Navigating Mental Wellbeing: Insights from Frontlines

by Emily Wells, Researcher

I started as a Researcher for the Centre for Social Justice just over two months ago and since then the Foundation team have put me in contact with several charities which exist to support those facing hardship in its various forms, and particularly those using mental wellbeing to do this. Having recently embarked on a project investigating the causes of the rise in mental health problems and what can be done to prevent them, input from the frontline is imperative in the initial phases of research. Last week I met with charities focused on both mental wellbeing and community cohesion across the North West and Yorkshire and I witnessed the power of the third sector in working to prevent and respond to mental health problems daily.  

On Tuesday we travelled to Ellesmere Port, near Chester, where we spoke with HealthBox CIC, a social enterprise working alongside three charities in the area to holistically support families and enhance the wellbeing of residents. We heard how they offer various services to prevent issues experienced by their service users becoming something more serious through creative wellbeing activities. We heard how family breakdown, social media, and trauma lead to mental health issues.

In Stockport we spoke to New Beginnings, a charity aiming to help those stuck in the child protection system, most likely having experienced trauma themselves. We were privileged enough to sit in on a session for mother’s who have been on the charity’s 24-week trauma and attachment programme which helps them break the cycle through 1:1 sessions, group work and through helping them interpret what they’re told by statutory services. This session was post-programme and demonstrated the charity’s continued commitment to their service users, with at least half of the group expressing how they would not feel empowered without support from New Beginnings.

On Thursday we travelled between Doncaster and Sheffield, visiting two charities focusing on different areas of wellbeing, but both aiming to enhance the lives of those they support. The first charity, Edlington Community Organisation (ECO), based in Edlington, Doncaster, provided extensive services to the local community, including daily activities, volunteering, and a food bank. We heard from the only two employees how they regularly work 60 hours a week because they can’t secure long-term funding to employ others, but simultaneously are requested by the community to extend their services. When people seek help from their GP for mental health, the waiting lists are so long that ECO can resolve their issue by the time they’re offered statutory support. We also heard how mental health issues have risen in line with increased isolation.

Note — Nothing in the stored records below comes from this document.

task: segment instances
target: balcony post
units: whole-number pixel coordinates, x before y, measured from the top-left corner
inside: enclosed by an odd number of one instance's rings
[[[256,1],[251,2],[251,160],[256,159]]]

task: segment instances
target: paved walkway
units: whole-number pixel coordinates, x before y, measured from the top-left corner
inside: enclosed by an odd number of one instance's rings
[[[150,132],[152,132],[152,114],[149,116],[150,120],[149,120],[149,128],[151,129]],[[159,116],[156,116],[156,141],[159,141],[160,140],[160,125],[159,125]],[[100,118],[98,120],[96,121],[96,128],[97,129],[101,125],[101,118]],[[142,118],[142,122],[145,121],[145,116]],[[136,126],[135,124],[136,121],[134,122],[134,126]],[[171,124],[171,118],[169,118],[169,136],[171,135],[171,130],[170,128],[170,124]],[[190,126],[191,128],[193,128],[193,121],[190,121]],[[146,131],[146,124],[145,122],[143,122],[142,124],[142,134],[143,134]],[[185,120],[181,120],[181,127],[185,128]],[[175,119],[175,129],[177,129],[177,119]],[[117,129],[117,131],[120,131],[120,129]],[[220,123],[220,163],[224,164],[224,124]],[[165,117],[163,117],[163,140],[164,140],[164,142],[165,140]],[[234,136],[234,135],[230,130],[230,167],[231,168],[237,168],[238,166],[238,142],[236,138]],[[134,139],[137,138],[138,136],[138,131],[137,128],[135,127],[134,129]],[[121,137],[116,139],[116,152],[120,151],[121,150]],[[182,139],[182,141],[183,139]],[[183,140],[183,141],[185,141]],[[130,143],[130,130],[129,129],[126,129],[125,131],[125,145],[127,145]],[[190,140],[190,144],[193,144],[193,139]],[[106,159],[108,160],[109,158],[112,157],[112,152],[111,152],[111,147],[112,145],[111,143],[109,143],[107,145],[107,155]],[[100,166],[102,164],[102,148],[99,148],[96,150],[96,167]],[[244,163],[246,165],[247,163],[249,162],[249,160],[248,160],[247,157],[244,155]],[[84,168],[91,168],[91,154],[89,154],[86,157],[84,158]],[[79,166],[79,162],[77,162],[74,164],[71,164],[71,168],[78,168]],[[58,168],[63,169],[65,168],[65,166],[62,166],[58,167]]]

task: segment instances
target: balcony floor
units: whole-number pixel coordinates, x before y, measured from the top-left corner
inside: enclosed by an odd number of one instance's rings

Following this visit, we travelled to Sheffield, where we met with Golddigger Trust, who equip children and young people with skills necessary to lead a positive life. We heard that there is a need for more wellbeing support as the narrative is currently around a clinical framework within the realm of mental health. We learned that many young people are increasingly being told that mental health is either diagnosable or not, but in reality, there’s a spectrum where most people experience varying levels of anxiety and depression. We heard how diagnosis can lead to young people seeing their problems as curable, or fixable, when in fact, life is difficult and learning to manage normal life stresses is important for wellbeing and leading a positive life.

These four charities, their impressive leaders and their service users have left me with a lot to reflect on and quite frankly, but positively, more questions. With contention over the reasons for the rise in mental health problems, it is no wonder there are obstacles in attempting to prevent issues. Is it caused by isolation? Is it social media? Is it trauma? Is it family breakdown? Is it overinterpreting normal life stresses?

The CSJF is vital in accessing those who are best suited to answering these questions and the next few months will undoubtedly lead to more discussion, and hopefully, answers, no matter how convoluted they may be.